Even though post-transplant pregnancies under cyclosporine A therapy usually have positive outcome, they are associated with an increased risk of hypertension, pre-eclampsia, miscarriage and pre-term delivery of babies that are small for gestational age. Moreover, there are several concerns regarding specific effects of cyclosporine A on foetal and post-natal development13,14. Animal studies have shown that intrauterine exposure (IUE) to cyclosporine A at different developmental stages can induce permanent renal nephron deficiency in the offspring15.
In the present case the offspring had normal renal function and no renal malformation was reported. The severity of these effects seems to differ between species and no study so far has identified similar effects in humans16.
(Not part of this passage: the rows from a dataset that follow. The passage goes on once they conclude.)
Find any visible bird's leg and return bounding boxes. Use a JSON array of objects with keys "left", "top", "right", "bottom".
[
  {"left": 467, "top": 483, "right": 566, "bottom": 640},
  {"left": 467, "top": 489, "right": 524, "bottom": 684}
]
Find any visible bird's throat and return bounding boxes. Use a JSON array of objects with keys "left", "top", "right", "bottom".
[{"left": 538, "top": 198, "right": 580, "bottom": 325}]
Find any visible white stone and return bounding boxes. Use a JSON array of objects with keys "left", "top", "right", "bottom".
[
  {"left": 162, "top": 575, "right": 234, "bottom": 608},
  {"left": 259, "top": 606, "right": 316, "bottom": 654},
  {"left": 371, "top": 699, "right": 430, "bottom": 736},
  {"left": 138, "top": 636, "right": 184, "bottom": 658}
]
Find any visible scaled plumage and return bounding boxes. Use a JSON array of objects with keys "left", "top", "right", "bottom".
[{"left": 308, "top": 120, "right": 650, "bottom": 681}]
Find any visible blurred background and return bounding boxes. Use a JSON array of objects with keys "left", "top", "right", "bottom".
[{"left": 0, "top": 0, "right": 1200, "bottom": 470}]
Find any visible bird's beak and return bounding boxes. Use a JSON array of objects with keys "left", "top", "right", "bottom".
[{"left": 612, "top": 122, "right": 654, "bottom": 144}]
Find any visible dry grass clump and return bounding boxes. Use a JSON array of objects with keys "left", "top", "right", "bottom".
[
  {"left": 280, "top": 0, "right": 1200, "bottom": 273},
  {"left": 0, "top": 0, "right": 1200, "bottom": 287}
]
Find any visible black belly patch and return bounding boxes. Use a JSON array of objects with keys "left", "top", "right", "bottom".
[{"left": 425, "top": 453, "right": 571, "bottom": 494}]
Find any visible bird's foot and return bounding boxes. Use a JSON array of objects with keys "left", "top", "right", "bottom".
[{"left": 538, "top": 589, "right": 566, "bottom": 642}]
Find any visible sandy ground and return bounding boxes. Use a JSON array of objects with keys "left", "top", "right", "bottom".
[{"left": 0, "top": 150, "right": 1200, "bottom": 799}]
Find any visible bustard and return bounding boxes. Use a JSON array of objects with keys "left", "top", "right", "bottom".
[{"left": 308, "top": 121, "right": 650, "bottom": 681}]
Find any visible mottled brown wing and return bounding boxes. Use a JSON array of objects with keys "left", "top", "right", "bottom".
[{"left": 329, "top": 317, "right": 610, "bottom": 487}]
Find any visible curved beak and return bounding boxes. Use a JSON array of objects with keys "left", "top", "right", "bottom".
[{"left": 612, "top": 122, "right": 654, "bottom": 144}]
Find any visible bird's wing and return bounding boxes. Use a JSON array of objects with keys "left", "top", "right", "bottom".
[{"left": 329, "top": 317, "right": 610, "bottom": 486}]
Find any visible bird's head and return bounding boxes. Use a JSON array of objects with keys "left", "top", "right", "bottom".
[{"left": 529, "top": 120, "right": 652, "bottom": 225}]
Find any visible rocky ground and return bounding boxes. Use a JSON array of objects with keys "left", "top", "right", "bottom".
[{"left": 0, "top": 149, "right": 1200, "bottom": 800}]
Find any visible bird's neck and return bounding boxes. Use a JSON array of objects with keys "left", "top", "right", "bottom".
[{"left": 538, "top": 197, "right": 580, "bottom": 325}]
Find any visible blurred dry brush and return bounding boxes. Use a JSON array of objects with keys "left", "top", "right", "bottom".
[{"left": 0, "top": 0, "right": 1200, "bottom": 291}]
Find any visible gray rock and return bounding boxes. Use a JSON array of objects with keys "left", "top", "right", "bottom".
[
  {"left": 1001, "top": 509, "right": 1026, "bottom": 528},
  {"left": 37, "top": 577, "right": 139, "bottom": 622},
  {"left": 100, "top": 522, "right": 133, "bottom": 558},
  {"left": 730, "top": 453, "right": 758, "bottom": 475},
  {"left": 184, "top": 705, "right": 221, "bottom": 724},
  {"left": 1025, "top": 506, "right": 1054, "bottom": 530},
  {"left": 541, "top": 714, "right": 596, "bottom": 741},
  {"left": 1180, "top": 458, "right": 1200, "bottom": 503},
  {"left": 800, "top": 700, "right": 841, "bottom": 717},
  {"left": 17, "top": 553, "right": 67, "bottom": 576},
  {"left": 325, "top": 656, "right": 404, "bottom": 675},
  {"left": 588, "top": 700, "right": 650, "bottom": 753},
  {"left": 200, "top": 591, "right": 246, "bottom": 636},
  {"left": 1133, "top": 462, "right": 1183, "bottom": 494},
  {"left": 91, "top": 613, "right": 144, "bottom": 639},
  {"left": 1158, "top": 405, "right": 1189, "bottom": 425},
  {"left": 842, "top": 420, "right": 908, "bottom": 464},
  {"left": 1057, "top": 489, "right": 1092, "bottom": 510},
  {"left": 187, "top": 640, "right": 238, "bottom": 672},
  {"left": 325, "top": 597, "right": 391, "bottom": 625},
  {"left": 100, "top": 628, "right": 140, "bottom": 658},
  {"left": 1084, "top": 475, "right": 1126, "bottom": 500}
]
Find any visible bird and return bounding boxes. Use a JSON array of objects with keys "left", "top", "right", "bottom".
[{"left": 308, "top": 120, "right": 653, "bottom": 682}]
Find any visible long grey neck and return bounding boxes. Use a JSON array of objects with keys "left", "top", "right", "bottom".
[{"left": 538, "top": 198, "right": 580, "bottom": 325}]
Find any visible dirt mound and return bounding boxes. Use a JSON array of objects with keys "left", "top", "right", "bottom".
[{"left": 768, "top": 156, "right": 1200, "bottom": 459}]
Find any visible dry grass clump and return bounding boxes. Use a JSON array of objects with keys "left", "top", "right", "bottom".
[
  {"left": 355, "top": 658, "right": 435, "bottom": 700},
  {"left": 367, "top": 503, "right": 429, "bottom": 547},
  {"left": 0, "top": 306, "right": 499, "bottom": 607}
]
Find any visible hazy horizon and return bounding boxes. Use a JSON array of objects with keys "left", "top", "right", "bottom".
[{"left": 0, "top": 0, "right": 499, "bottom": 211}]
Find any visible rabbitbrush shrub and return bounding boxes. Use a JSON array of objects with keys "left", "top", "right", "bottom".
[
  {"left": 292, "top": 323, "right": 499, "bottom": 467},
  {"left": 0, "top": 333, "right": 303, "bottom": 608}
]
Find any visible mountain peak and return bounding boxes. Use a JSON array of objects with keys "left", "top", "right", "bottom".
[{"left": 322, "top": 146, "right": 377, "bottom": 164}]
A recent study found that direct cyclosporine A exposure during pregnancy correlated to reduced implantation frequency and increased number of foetal deaths in a dose-dependent manner. This observation is in line with previous findings in rats17. The observed reduced implantation rate suggests that cyclosporine A, somehow, affects the endometrium or decidua in a way not identified so far. Even though there is a concern regarding implantation, in our patient, fertilization was successful at first attempt.
Taking under consideration the fact that a 35 years old woman with β- thalassemia major, AIHA, and DM could not receive steroids first line treatment, due to deregulation of glucose levels, a second line therapy such as cyclosporine A had to be chosen, in order to achieve a normal course and a successful outcome of pregnancy. Cyclosporine A has to be cautiously used during pregnancy, when the potential benefit outweighs the theoretical risk. In the present case both the mother and foetus were in good clinical condition while being in continuous and close monitoring by a group of experts during and after pregnancy.
In conclusion, cyclosporine A is an immunosuppressive agent used to prevent graft rejection and treat autoimmune disorders. Pregnancies under cyclosporine A treatment are associated with slightly elevated risks for obstetric and post-natal complications. Although limited bibliography is favourable towards reproductive performance and pregnancy outcome in women using cyclosporine A, further studies are needed to confirm these findings.
All authors have nothing to declare.
Conflict of Interest
The authors report no conflicts of interest. The authors alone are responsible for the content and writing of the paper.
Many thanks to Dr. Nikolaos Neokleous, Consultant at the Department of Heamatology in Limassol for his kind editing for English language of the manuscript.